Kardinal Daniel DiNardo, Erzbischof von Galveston-Houston, hat eine Erklärung zu den Missbrauchsvorwürfen gegen den US-Erzbischof Theodore McCarrick abgegeben. In seinem Schreiben geht der Präsident der US-Bischofskonferenz scharf mit seiner Kirche ins Gericht: „Die Vorwürfe gegen Erzbischof Theodore McCarrick offenbaren ein schweres moralisches Versagen innerhalb der Kirche. Sie verursachen bei Bischöfen Wut, Trauer und Scham.
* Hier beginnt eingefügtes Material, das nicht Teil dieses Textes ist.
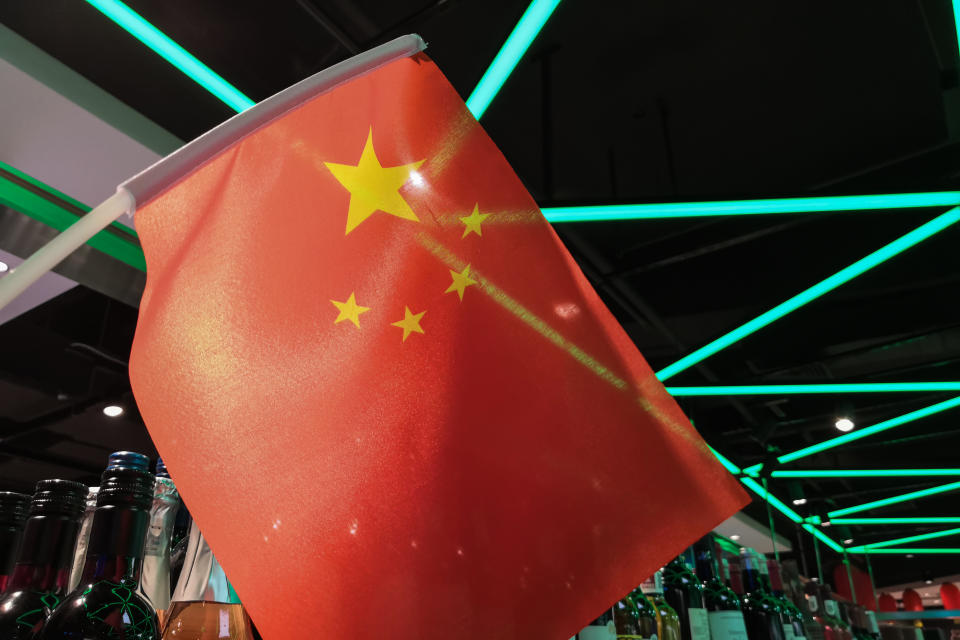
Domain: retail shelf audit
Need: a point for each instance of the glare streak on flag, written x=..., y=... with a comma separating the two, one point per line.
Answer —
x=384, y=387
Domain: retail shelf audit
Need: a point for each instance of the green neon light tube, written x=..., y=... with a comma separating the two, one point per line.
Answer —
x=811, y=389
x=775, y=502
x=863, y=473
x=519, y=40
x=173, y=53
x=757, y=488
x=953, y=486
x=859, y=267
x=824, y=538
x=656, y=211
x=24, y=193
x=916, y=538
x=928, y=550
x=869, y=431
x=910, y=520
x=729, y=466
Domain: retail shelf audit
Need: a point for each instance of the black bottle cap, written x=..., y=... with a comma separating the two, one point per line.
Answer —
x=59, y=498
x=13, y=509
x=127, y=481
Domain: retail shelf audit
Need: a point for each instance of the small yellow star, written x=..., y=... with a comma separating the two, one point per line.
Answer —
x=473, y=221
x=461, y=281
x=349, y=310
x=410, y=323
x=373, y=187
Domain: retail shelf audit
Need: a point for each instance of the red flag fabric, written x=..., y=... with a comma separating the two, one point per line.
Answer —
x=388, y=395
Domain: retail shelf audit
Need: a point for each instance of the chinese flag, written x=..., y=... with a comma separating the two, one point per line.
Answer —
x=390, y=398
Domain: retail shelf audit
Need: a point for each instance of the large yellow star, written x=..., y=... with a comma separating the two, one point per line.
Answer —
x=349, y=310
x=461, y=281
x=373, y=187
x=410, y=323
x=473, y=221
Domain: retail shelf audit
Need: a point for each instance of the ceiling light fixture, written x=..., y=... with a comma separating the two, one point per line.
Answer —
x=812, y=389
x=824, y=204
x=844, y=424
x=172, y=52
x=810, y=294
x=519, y=40
x=906, y=497
x=868, y=431
x=113, y=411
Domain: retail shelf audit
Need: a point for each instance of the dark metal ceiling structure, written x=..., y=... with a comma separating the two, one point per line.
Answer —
x=616, y=102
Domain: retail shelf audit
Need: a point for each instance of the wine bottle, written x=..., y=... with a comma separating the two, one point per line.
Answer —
x=155, y=577
x=603, y=628
x=761, y=617
x=40, y=576
x=106, y=604
x=684, y=592
x=204, y=606
x=13, y=514
x=80, y=551
x=831, y=612
x=816, y=625
x=793, y=622
x=668, y=622
x=723, y=605
x=766, y=591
Ich weiß, dass sie es bei mir tun.“ Sowohl die Missbräuche selbst, als auch die Tatsache, dass sie über Jahrzehnte hinweg geheim blieben, hätte auch den Opfern großes Leid zugefügt. Zugleich bat DiNardo die Opfer von sexuellen Übergriffen, sich zu melden und im Fall möglicher Straftaten auch die lokalen Behörden einzuschalten. „Unsere Kirche leidet unter einer Krise der Sexualmoral“, schreibt DiNardo abschließend. In der Zukunft wolle man aus den Fehlern der Vergangenheit lernen. (vn v. 2. 8.)

 

Im Katechismus der Katholischen Kirche steht ab sofort ein klares Nein zur Todesstrafe. Papst Franziskus hat eine Neuformulierung des Absatzes 2267 genehmigt, gab der Vatikan am 4. August bekannt. „Lange Zeit wurde der Rückgriff auf die Todesstrafe durch die rechtmäßige Autorität – nach einem ordentlichen Gerichtsverfahren – als eine angemessene Antwort auf die Schwere einiger Verbrechen und als ein annehmbares, wenn auch extremes Mittel zur Wahrung des Gemeinwohls angesehen.“ Heute gebe es jedoch „ein wachsendes Bewusstsein dafür, dass die Würde der Person auch dann nicht verloren geht, wenn jemand schwerste Verbrechen begangen hat“. Die Strafvollzugssysteme der einzelnen Staaten hätten sich dahingehend weiterentwickelt, dass den Angeklagten eine „pflichtgemäße Verteidigung“ garantiert und auch für eine „Besserung“ der Täter gearbeitet werde. Deshalb lehrt die Kirche, dass „die Todesstrafe unzulässig ist, weil sie gegen die Unantastbarkeit und Würde der Person verstößt, und setzt sich mit Entschiedenheit für deren Abschaffung in der ganzen Welt ein.“ Eine „harmonische Entwicklung der Lehre“ erfordere es, sich von Positionen zu verabschieden, „die heutzutage dem neuen Verständnis der christlichen Wahrheit entschieden zuwiderlaufen“, so Papst Franziskus. (vn v. 4. 8.; Die Furche v. 9. 8.; JA v. 12. 8.; KircheIn 09/2018)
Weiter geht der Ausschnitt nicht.